Most administrative entanglements involve some measure of balancing. How much information to provide; determination of that which constitutes satisfaction of the request; whether, and to what extent, the information is sufficient to complete the transaction; and other similar analytical evaluations prior to submitting the compendium of data.
For Federal employees and U.S. Postal workers struggling to complete a Federal Disability Retirement application, first through one’s agency (if still on the rolls and not separated for more than 31 days), and then directly to the U.S. Office of Personnel Management (unless one has been separated from Federal Service for more than 31 days, but not more than 1 year, as all Federal Disability Retirement applications must be submitted within 1 year of being separated from Federal Service), the key component and measure is the effectiveness of Standard Form 3112A — the Applicant’s Statement of Disability.
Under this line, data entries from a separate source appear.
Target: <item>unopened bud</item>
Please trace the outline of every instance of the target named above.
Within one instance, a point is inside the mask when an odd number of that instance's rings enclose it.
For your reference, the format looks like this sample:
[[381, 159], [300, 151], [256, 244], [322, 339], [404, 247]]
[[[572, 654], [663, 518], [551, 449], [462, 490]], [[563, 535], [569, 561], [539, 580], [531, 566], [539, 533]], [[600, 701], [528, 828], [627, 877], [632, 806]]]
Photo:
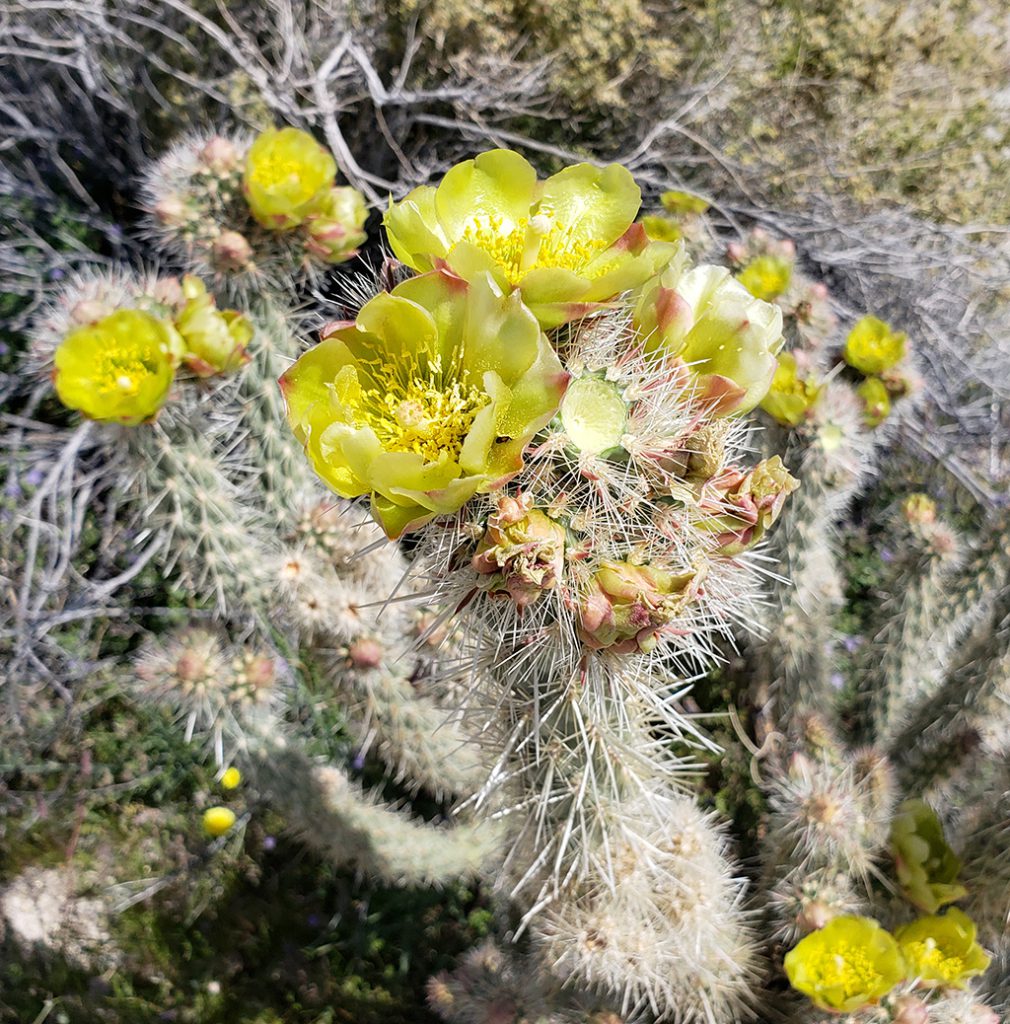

The act of balancing begins upon an initial review of the questions posed by SF 3112A. While other forms require basic information concerning one’s personal data and the agency for whom the Federal or Postal employee works (e.g., SF 3107 series, including Schedules A, B & C), the SF 3112A is the linchpin of it all. Care should be taken in answering the questions; reflection upon the character and extent of the data provided; editing and review of any final submission. Too much, or too little.
The Goldilocks principle should always be applied, and when served in just the right amount, the true test of the balance of information has been finally met.